Councillor Geoff Hill told the Local Democracy Reporting Service that the controversial traffic control method would only come to the borough 'over my dead body'.

LTNs, which have been used in some local authorities such as Oxfordshire and several London boroughs, see traffic restrictions put in place on residential streets in a bid to boost road safety and reduce pollution.

But councillor Hill said: “The direction Oxfordshire has gone in is ridiculous. It’s ridiculous if you’ve got a family with children and you’re driving kids to school.

“It’ll never work. I’m opposed to any of that in Windsor and Maidenhead.

“My view is that the government should be providing sufficient funds to put on bus services with lower fares for people.”

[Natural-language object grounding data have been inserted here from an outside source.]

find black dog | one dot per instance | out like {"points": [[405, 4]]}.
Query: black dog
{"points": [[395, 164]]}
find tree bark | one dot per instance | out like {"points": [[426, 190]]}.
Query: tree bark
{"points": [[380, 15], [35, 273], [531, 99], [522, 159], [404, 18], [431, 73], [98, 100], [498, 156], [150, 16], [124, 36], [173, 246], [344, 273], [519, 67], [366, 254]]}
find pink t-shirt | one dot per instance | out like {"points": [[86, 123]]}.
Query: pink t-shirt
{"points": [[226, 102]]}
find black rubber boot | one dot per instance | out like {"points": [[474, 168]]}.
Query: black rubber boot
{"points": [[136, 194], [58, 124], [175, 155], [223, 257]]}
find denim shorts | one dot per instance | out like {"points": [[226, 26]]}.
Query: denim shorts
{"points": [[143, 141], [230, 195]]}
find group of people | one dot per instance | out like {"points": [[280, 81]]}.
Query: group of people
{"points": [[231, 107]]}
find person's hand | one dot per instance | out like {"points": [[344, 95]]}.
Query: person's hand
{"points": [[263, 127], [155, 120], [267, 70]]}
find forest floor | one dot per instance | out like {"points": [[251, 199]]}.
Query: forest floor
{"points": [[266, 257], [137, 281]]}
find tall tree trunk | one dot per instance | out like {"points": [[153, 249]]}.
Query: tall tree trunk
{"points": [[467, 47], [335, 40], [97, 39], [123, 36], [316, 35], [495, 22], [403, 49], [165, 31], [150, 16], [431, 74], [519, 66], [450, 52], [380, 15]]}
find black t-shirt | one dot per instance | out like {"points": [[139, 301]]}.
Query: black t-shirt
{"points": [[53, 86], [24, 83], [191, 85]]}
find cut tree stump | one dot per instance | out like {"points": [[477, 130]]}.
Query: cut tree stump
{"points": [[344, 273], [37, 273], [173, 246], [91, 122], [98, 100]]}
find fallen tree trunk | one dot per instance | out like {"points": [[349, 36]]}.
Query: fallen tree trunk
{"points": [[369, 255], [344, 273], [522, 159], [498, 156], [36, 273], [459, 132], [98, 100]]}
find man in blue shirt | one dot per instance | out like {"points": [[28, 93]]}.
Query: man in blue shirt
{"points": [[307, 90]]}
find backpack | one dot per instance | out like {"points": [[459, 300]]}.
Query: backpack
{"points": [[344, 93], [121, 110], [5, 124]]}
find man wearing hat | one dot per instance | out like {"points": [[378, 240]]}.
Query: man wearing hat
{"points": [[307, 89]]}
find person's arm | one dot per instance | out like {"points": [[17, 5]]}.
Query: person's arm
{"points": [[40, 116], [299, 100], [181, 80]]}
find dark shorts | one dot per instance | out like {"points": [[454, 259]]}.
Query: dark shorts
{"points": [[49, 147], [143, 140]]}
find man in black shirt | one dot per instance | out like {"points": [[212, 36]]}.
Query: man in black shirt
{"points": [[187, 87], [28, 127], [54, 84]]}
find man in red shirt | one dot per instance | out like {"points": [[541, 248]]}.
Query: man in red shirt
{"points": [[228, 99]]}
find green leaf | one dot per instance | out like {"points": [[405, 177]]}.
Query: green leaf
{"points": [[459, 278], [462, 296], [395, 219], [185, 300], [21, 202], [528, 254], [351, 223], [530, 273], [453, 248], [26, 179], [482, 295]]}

LTNs have often faced polarised reception in towns and boroughs where they have been introduced.

Proponents argue they make residential streets safer, less polluted, and more friendly to pedestrians and cyclists.

But critics have raised concerns around emergency vehicle access, loss of customers for businesses, and that traffic from these routes could end up congested elsewhere.

Councillor Hill further criticised the limiting of flexibility for motorists through the implementation of LTNs.

He said: “Central government needs to get its act together with financial support to help walking, cycling and small hopper buses available so we can provide such a good alternative solution that people don’t need to get into their cars.”

The councillor also lambasted this summer’s Ultra Low Emission Zone (ULEZ) expansion, calling both schemes “symptoms of a government not providing what local authorities need.”

However, a Department for Transport spokesperson said: “We are investing over £3 billion in active travel up to 2025, more than any previous government.

“This demonstrates that we remain fully committed to ensuring people have more choices for walking, wheeling and cycling across England.”

Oxfordshire County Council’s highways lead councillor Andrew Gant said: “Low Traffic Neighbourhoods are intended to create quieter and safer streets, encouraging residents to make local journeys by cycling, wheeling or on foot.

“In LTNs, motorised traffic is prevented from taking shortcuts through a residential area, but all streets remain accessible by car.

“In Oxfordshire, LTNs are part of our local travel and transport plans and are designed to work together with other measures to reduce congestion and improve air quality.”